She shot up so fast it threw him backward. Eyes wide, she scrambled back, grabbing at the ground for a convenient weapon—a broken limb—and wielded it before her like a club.

Troyce regained his balance, and slowly unfolded his body. “Faith, it's me.” He held his hands out. “It's Troyce.”

Recognition reached her eyes. She dropped the club, and with a half sob, hurled herself into his arms.

His first thought was that one of the villagers had taken their bitter resentment out on her. “What happened?” he demanded, shoving her back a step for a cursory examination. “Are you hurt? Did they touch you?”

She shook her head, then launched herself back into his arms. “I didn't think anyone would find me,” she said, her words muffled against his coat. Small fingers pressed into the back of his neck, slender curves fit against his rigid frame.

Troyce steeled himself against the wave of tenderness threatening to engulf him. He wrapped his hands around her shoulders and pushed her back. “What the hell are you doing out here?”

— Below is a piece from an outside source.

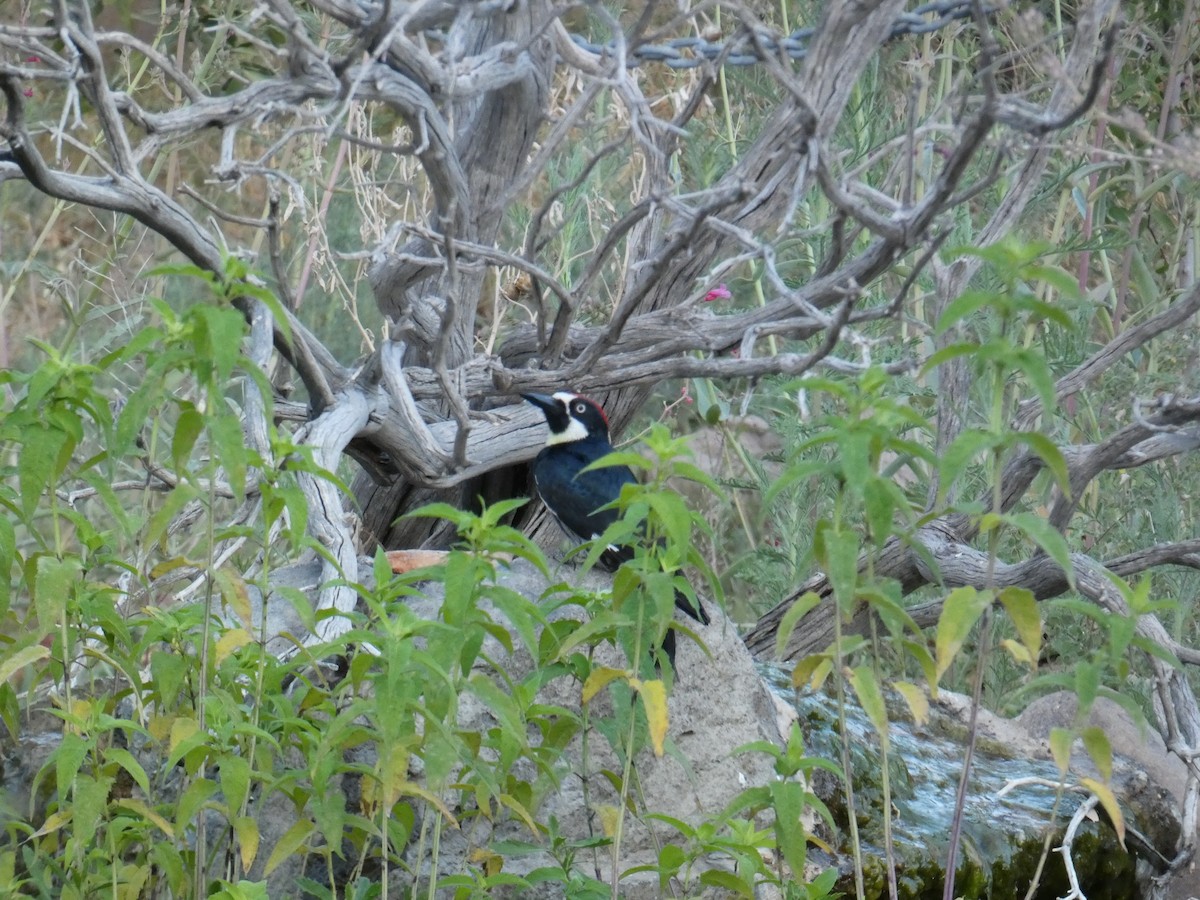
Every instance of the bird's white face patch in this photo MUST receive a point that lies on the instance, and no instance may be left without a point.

“I was looking for—” She immediately searched the surrounding area. “Where's the lamb?” Spotting the frightened critter, she scooped it up and cuddled the lamb close to her. “There you are, you little wretch!” She lifted him until their noses were nearly touching. “Do you know how much trouble you've caused?”

Her smile softened the scolding. “I was rounding up sheep. One of the women in the village owns a spinning wheel—I thought if we could gather some of the strays, we might have a shearing party. That's when I heard this little fellow bleating.” She scrubbed his cottony head with her fingers. “I went looking for him, and I must have wandered farther than I thought, because then I couldn't find my way back. All the trees looked the same, I think I was going in circles. Then it got too dark to see anything, so me and this little fellow planted ourselves by the closest tree. I must have fallen asleep.”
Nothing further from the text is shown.